Hi hackers
Еhank you for your work.
Let me start my review from the top — specifically, in clausesel.c, the
function clauselist_selectivity_ext():
1. About check clauses == NULL. In my opinion, this check should be
kept. This issue has already been discussed previously[0], and I think
it's better to keep the safety check.
2. I noticed that the patch applies extended statistics to OR clauses as
well. There's an example from regression tests illustrating this:
Before applying ext stats:
SELECT * FROM check_estimated_rows('select * from join_test_1 j1 join
join_test_2 j2 on ((j1.a + 1 = j2.a + 1) or (j1.b = j2.b))');
estimated | actual
-----------+--------
104500 | 100000
After applying ext stats:
SELECT * FROM check_estimated_rows('select * from join_test_1 j1 join
join_test_2 j2 on ((j1.a + 1 = j2.a + 1) or (j1.b = j2.b))');
estimated | actual
-----------+--------
190000 | 100000
(1 row)
I agree that, at least for now, we should focus solely on AND clauses.
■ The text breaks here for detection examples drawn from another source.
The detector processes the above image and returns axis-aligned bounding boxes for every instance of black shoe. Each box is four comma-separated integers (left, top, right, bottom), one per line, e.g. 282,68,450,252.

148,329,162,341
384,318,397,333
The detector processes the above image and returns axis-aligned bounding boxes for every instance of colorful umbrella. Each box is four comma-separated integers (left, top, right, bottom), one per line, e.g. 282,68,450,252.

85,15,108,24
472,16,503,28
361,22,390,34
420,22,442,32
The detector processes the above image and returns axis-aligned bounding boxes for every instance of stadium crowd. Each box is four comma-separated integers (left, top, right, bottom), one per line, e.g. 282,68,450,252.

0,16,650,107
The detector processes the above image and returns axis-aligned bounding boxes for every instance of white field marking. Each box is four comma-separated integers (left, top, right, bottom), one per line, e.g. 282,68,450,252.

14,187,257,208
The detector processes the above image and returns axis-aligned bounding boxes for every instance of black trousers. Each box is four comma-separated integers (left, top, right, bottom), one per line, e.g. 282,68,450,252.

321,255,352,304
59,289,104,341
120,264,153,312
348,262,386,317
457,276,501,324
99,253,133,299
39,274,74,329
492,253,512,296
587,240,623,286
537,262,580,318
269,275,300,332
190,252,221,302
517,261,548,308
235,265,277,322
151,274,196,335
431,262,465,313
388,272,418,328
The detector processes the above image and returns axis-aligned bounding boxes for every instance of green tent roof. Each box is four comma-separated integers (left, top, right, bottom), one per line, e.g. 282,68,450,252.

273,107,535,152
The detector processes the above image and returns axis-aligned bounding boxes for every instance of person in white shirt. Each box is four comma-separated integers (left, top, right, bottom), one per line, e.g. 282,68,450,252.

To do that, we should impose the same restriction in
clauselist_selectivity_or() as we already do in
clauselist_selectivity_ext().
What do you think? Or shall we consider OR-clauses as well?
[0]:
https://www.postgresql.org/message-id/flat/016e33b7-2830-4300-bc89-e7ce9e613bad%40tantorlabs.com
--
Best regards,
Ilia Evdokimov,
Tantor Labs LLC.